March 23, 2023

By Chris Elliott…

A few months ago I went to the  Raif Rauf Denktas Shooting range just off the Girne bypass to watch and write about an archery competition and our readers may wonder how I came to be interested in archery.

Shortly after my partner died, Nick Gough who runs the Lambouse Archers group in Lapta and contributed a number of articles about archery on CyprusScene, sent me a message inviting me to go and watch them shooting on a Saturday morning.

Now I had always wanted to go but had never found the time, but now with a major hole in my life, I went along to meet these merry men and women and had a bow shoved in my hand and then fired a few arrows at a short range target and to my surprise, I hit it with mixed results on each shoot of 6 arrows.
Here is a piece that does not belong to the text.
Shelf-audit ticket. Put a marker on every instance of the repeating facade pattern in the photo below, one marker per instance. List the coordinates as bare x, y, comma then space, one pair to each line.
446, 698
A new door was opening in my life and I went along to the club a few more times and using several of their bows and arrows I had mixed and sometimes frustrating results and then I bought a second-hand recurve bow with the necessary equipment to start taking archery seriously.

Like the proverbial bad workman, I blamed my tools for poor ongoing results and was not taking on board the advice given by Nick and others I was being given about how I should be holding and drawing the bow to get the best result through the correct form and I was still thinking it was the bow or arrows that are the problem.
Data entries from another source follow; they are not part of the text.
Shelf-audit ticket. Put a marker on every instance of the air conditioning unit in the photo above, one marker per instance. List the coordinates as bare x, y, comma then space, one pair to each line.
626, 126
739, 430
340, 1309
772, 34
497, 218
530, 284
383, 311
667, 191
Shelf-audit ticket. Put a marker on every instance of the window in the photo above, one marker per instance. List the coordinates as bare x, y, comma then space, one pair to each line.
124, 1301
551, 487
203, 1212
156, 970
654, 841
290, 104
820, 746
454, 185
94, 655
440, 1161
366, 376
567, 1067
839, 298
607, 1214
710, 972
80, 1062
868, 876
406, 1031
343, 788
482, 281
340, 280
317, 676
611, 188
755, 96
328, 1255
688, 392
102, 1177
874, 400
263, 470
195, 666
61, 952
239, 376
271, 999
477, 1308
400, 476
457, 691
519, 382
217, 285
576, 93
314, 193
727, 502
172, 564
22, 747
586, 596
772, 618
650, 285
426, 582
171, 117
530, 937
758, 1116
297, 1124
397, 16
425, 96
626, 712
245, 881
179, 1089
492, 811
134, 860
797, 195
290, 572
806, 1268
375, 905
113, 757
Now let’s be clear, the bow and arrows must be the right ones for the archer and need either tuning or adjustment to get the best performance and accuracy but that’s just for starters.

Then I was very lucky and through the group, I was invited twice to have a day out traveling with other members to South Cyprus to meet Harry van de Vondervoort at his LyTox Archery club in Lythrodontas where we spent a fantastic few hours shooting and receiving hands-on guidance from a true archery master, Harry van de Vondervoort.

Harry van de Vondervoort started to learn (Recurve) Archery skills at age of 10 near his home in the Netherlands and learned the archery craft and developed skills over many years representing both local teams and the Netherlands and Belgium before sharing his skills through coaching and then retired and moved to South Cyprus where he started the LyTox Archery Club and continues to this day helping and guiding young and old and impaired people to excel in the art of archery.

Now I really had been bitten and wanted to learn more about archery and was soon watching at home so many YouTube videos which of course gave lots of information about the different types of bows etc but for me, more importantly, they showed what an experienced archer would be doing which is far more than just holding the bow and pulling back on the string.

At this point, many of the things Harry had said to me now became very clear and were far more important than just holding the bow and pulling the string to get shooting perfection.

In fact, I have just watched a YouTube video “Samurai Bow Vs Longbow: What Was The Deadliest Weapon Of The Middle Ages” below which was fascinating but the overriding fact is that as is the way of the Japanese, there are both technical and spiritual factors, and seeing an archer riding on a horse and hitting the target or in another section of the video where we see an archery school where the aim is hit the target without thinking about it whilst meditating and gaining stillness of the mind.

So back to my reality and in the past few weeks I have not been able to train due to time needed for my publications but one thing is clear in my mind I need to start over with regular shooting at Lambousa Archers club or at home to build my physical strength for shooting a recurve bow and concentrating on developing my form including:

  1. The Stance of the body.
  2. Nocking the arrow on the string
  3. Hooking & Gripping of the draw hand on the string.
  4. Body setup.
  5. Drawing the string to full draw.
  6. Anchoring the draw hand under the jaw bone.
  7. Aiming ( and holding/expanding ).
  8.  Expansion  – moving the arrow through the ‘clicker’.
  9. Release.
  10. Follow through.
  11. Relaxation and (analytical) Feedback.

When I start to master these factors then perhaps I may have developed an automatic repetitive form and then I must concentrate on relaxing my mind and allowing it to take over and direct the arrow to the target just like the Japanese archer and perhaps this is the secret of the form of current day Olympic South Korean archers who can place arrows tightly together on a 70m target range. I think the answer to that question becomes clear in the final video below.

That then is my archery forward plan and I will be writing more in the weeks to come.